The purpose of this study is to analyze the characteristics and optimal design of the wobble motor for a novel wobble gripper with the electropermanent magnet (EM). An existing wobble motor has the disadvantage that it cannot be fixed if the power is not supplied continuously. However, the EM can solve this problem. It is composed of neodymium (NdFeB) and semi-hard (Alnico5) magnets, and it can be used to fix or drive the wobble motor.

In order to analyze the characteristics of the wobble motor and the EM, it is necessary to predict the magnetic flux density and force generated by the electromagnet and the EM at the air gap. The most common method is to use commercial finite element software. However, since a number of iterative analyses are needed in the initial design step, this method is time-consuming and not systematic. Another method that is widely used in the initial design step is magnetic circuit analysis. With this method, it is necessary to know the magnetic flux density and magnetic force generated in the air gap between the rotor and the stator. Therefore, a magnetic circuit using the magnetic flux path of magnetic resistance is used. The method of calculating the magnetic flux density can be determined by calculation similar to the method of calculating the current in the electric circuit. However, such an analysis has limitations and can lead to erroneous results. This is because the leakage flux and fringing effects generated around the air gap are not considered, and it is difficult to accurately calculate these by including them in the magnetic circuit. Therefore, in this paper, we propose a simple method that can model the leakage flux and fringing effects of electromagnets as well as calculate the force generated by a rotating wobble motor using the distribution parameter method. The magnetic flux path consists of arcs and straight lines, and a rotating wobble was modeled with Cartesian coordinates in the distribution parameter method. The theoretical results, FEM analysis results, and experiments of prototypes of the wobble motor were confirmed. The schematic of a proposed novel gripper, the basic driving principle, basic structure and method to control the wobble motor and drive the proposed gripper, and the basic principle and structure of the EM are also presented in a straightforward manner.

2. Driving Principle and Theoretical Analysis

2.1. Driving Principle of a Wobble Motor

First, the basic driving principle of a wobble motor, which consists of cylindrical stator A and columnar rotor B, is presented in Figure 1A. $A_C$, $B_C$, $A_R$, and $B_R$ are shown in the central point of stator A, the central point of rotor B, the radius of stator A, and the radius of rotor B, respectively. The main feature of the wobble motor is the rolling of rotor B along stator A’s inner surface. If the current is supplied in a clockwise, continuous manner, the attractive force will be generated from the supplied current. The generated force from the stator pulls the rotor, and, as a result, the rotor can roll along the inner surface of the stator via the pulling force. The rolling motion of rotor B is in the opposite direction to the driving direction of stator A [11,12,13,14,15,16,17,18].
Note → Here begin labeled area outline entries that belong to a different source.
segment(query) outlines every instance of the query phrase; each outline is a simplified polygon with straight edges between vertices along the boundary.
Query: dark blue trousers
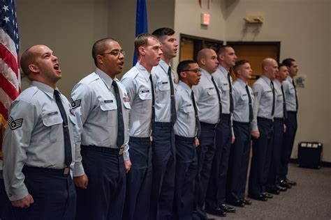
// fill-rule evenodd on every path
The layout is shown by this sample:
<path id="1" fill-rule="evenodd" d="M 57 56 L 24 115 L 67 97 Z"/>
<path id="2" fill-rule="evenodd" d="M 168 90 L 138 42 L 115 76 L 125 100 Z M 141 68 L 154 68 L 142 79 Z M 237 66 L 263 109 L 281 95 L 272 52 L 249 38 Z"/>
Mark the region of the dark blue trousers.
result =
<path id="1" fill-rule="evenodd" d="M 194 204 L 194 180 L 198 166 L 195 139 L 176 136 L 175 139 L 175 219 L 191 220 Z"/>
<path id="2" fill-rule="evenodd" d="M 297 112 L 288 111 L 287 118 L 285 120 L 286 132 L 284 134 L 283 148 L 281 149 L 281 162 L 280 166 L 279 179 L 285 180 L 288 173 L 288 163 L 293 149 L 294 140 L 297 132 Z"/>
<path id="3" fill-rule="evenodd" d="M 284 137 L 283 118 L 274 119 L 274 137 L 272 143 L 272 156 L 269 169 L 267 187 L 272 188 L 279 185 L 279 182 L 277 177 L 279 175 L 279 166 L 281 164 L 281 146 Z"/>
<path id="4" fill-rule="evenodd" d="M 146 220 L 149 214 L 152 187 L 152 150 L 148 138 L 130 137 L 132 166 L 126 175 L 123 219 Z"/>
<path id="5" fill-rule="evenodd" d="M 216 127 L 216 151 L 207 190 L 206 208 L 214 210 L 219 204 L 225 203 L 231 139 L 230 116 L 222 114 L 221 120 Z"/>
<path id="6" fill-rule="evenodd" d="M 244 198 L 251 150 L 251 127 L 249 123 L 233 121 L 235 140 L 231 146 L 226 201 L 231 203 Z"/>
<path id="7" fill-rule="evenodd" d="M 24 184 L 34 198 L 28 208 L 15 207 L 9 204 L 13 217 L 3 219 L 75 219 L 76 191 L 73 179 L 64 175 L 62 169 L 24 166 Z M 6 216 L 6 214 L 5 214 Z"/>
<path id="8" fill-rule="evenodd" d="M 249 195 L 256 196 L 265 191 L 272 148 L 272 120 L 258 118 L 258 139 L 253 139 L 253 157 L 249 182 Z"/>
<path id="9" fill-rule="evenodd" d="M 200 123 L 200 146 L 196 149 L 198 173 L 194 189 L 195 207 L 193 210 L 193 219 L 206 217 L 206 213 L 203 207 L 205 205 L 212 160 L 215 154 L 216 125 L 205 123 Z"/>
<path id="10" fill-rule="evenodd" d="M 115 150 L 81 146 L 82 163 L 87 189 L 76 188 L 76 219 L 122 219 L 125 198 L 125 166 L 123 155 Z"/>
<path id="11" fill-rule="evenodd" d="M 167 219 L 172 215 L 176 168 L 172 123 L 154 123 L 152 136 L 153 175 L 149 219 Z"/>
Figure 1A,B shows the operating principle of the wobble motor in the wobble gripper, which is composed of the stator and rotor. The inner rotor rotates as shown Figure 1A, but the inner stator is fixed, and the external rotor rotates as shown Figure 1B [19,20,21].

When power is continuously supplied to the two coils inside the stator, they generate magnetic flux, thus producing attractive forces between the stator and rotor. The exterior rotor begins to rotate on the order of the supplied current. A complete cycle is shown, consisting of six electric phases.

Second, the EM consists of two magnetic materials, a magnetically hard neodymium (NdFeB) type and another semi-hard type (Alnico5). These are wrapped with a coil as shown Figure 2a. The EM was operated using MagNet of electromagnetic analysis software from Infolytica. If the magnetization directions of NdFeB and Alnico5 magnets are oppositely combined, the magnetic flux only circulates inside iron.

After Alinico5 was subjected to a current pulse of the opposite polarity, the magnetization directions of NdFeB and Alnico were the same, and EM generated an external magnetic flux as shown in Figure 2a. The remnant flux density of Alnico 5 is approximately 1.2 T, and the normal coercivity is approximately 50 kA/m. The remnant flux density of NdFeB is approximately 1.2~1.3 T, and the normal coercivity is approximately 1000 kA/m [22]. Figure 2b shows the driving principle of the wobble motor that can rotate and fix using an internal EM. As current is applied to the coil wound around the EM, the magnetization direction of the Alnico magnet is changed, as shown in Figure 2b, the B pole magnetic flux flows from the A pole, and the C and D poles only flow inside the pole. After that, the wobble motor with the internal EM conducts two functions, namely ration and fixation, by applying the current, as in the basic principle of a wobble motor.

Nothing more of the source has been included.